2010.03.02


近藤勝重氏の「早大院生と考えた文章がうまくなる13の秘訣 」を読んだ。

おかだよういちさんからtwitterでおすすめされた本だ。

私は仕事でテクニカルライティングをしている。技術マニュアルが中心だが、最近はWebのコンテンツの文章も書くようになった。

がしかし。テクニカルではない文章を書こうとすると手が動かないのだ。テクニカルな文章はテクニカルな内容を把握していれば、あとは型にあてはめて書くだけなので慣れてはいる。が、普通の文章となると全く書けない。洒落のきいた表現が出てこない。これはやばい、何とかしないといけない。
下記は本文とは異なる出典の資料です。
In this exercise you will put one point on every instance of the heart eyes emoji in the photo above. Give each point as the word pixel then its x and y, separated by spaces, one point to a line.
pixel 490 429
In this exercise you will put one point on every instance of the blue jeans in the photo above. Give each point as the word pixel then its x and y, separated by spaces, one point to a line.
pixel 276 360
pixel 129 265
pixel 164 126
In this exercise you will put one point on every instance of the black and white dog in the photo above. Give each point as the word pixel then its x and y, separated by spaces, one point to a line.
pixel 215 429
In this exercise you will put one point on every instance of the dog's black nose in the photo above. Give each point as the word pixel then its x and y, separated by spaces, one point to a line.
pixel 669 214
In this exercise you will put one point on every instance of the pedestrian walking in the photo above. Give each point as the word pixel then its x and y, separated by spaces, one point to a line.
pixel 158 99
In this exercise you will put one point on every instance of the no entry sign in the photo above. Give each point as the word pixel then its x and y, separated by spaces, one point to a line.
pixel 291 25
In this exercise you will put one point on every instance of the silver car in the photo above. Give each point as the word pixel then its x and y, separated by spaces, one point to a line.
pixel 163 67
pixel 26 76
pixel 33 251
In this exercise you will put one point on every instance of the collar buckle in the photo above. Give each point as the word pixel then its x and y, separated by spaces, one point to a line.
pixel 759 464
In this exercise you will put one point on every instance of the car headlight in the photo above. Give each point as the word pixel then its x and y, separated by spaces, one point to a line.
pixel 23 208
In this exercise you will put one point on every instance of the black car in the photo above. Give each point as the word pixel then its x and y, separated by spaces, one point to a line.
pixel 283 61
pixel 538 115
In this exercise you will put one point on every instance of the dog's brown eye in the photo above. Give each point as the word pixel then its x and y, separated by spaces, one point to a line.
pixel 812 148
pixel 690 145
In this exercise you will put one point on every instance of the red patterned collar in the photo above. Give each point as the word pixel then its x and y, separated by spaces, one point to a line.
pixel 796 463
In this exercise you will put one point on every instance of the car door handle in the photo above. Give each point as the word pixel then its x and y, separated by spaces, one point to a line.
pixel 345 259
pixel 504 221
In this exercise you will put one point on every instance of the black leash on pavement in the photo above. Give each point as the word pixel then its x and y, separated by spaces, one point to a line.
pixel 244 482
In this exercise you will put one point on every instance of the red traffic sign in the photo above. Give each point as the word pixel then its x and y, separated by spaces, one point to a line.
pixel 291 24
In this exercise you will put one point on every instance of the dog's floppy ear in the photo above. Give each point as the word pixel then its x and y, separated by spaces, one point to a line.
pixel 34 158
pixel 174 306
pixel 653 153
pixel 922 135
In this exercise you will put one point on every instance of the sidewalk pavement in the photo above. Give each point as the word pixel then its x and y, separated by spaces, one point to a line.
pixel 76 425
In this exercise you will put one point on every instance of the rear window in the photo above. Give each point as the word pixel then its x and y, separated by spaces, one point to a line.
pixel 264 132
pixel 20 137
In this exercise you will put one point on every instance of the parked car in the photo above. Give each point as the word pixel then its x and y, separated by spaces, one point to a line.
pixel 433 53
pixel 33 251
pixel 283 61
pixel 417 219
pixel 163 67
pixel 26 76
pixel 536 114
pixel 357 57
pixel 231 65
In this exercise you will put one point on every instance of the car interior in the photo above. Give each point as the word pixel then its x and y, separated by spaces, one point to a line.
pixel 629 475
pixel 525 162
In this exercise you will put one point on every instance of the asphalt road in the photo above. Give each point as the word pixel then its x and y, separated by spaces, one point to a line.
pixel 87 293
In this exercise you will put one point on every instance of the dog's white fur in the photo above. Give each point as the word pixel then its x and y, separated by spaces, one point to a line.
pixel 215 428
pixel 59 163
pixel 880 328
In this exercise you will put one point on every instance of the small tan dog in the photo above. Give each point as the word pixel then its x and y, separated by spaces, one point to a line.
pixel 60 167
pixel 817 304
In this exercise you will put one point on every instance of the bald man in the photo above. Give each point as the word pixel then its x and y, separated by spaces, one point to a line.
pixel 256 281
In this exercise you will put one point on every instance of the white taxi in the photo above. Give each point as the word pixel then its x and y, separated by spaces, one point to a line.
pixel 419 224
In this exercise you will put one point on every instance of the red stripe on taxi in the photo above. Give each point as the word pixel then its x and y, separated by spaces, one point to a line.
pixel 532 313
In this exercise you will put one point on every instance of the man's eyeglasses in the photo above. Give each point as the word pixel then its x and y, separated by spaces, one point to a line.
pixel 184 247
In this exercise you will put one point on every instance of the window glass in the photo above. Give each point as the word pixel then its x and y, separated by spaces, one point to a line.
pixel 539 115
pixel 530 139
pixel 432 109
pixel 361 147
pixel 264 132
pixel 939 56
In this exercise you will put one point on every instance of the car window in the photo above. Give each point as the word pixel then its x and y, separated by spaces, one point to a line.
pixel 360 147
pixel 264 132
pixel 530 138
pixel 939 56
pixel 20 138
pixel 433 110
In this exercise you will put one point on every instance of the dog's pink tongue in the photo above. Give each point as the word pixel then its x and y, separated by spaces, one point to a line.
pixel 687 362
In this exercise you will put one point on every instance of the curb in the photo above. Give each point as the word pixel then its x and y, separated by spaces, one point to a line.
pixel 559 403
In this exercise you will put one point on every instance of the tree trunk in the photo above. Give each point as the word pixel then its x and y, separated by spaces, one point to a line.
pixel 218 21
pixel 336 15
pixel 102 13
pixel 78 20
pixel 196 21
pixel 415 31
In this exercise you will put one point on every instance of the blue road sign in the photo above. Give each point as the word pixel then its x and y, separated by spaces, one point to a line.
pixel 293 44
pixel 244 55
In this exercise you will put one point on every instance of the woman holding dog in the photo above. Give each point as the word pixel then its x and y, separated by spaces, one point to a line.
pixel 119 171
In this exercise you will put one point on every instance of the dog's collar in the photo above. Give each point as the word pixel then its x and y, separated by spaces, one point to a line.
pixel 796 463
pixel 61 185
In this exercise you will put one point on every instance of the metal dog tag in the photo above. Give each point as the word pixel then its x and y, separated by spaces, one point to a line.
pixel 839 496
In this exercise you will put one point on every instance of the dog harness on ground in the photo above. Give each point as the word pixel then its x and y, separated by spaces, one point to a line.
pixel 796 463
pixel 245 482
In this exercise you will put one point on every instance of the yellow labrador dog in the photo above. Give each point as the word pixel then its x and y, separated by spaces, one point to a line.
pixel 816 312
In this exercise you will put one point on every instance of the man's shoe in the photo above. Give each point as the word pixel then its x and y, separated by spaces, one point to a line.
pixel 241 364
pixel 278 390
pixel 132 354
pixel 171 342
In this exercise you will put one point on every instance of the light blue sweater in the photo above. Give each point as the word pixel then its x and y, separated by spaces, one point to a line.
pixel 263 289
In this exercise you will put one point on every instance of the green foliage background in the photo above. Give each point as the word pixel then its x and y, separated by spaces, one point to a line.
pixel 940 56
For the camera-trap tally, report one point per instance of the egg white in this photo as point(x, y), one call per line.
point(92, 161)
テクニカルな文章もそうでない文章もどちらも「内容」ありき。それは同じ。でも表現の仕方が正反対なのだ。前者はあいまいで余計な表現を削ぎ落とし簡潔に書くことが求められるのに対し、後者はその逆なのだ。

伝えたいことはそのまま書くな。

嬉しいと思っても「嬉しい」とは書かない。陳腐な表現になる。モノの描写をすることによってモノに語らせるのだ。

私はベティ・エドワーズの「脳の右側で描け 」を思い出した。そのモノを描きたいのならば、そのモノを描こうとしてはいけない。これと同じだ、と思った。

私は文芸系の小説はどうも独りよがりな感じがしてあまり触れようとしなかったのだが、この本の中で紹介されている小説の引用を読むとなるほど表現の仕方が実にさまざまなのがよくわかった。事実を淡々と述べ、読む人間に想像を委ね、かつ感情を揺さぶる。これがプロなのか!これから文章を読む視点が変わりそうだ。

内容ももちろん大事だ。まずは自分が体験する。自分以外の人やモノを語るときにはその人の話を聞き、そのモノを観察する。いい文章を書きたいなら外へ出て遊べということだ!体験から生まれ出る文章は人の心を動かすに違いないのだ。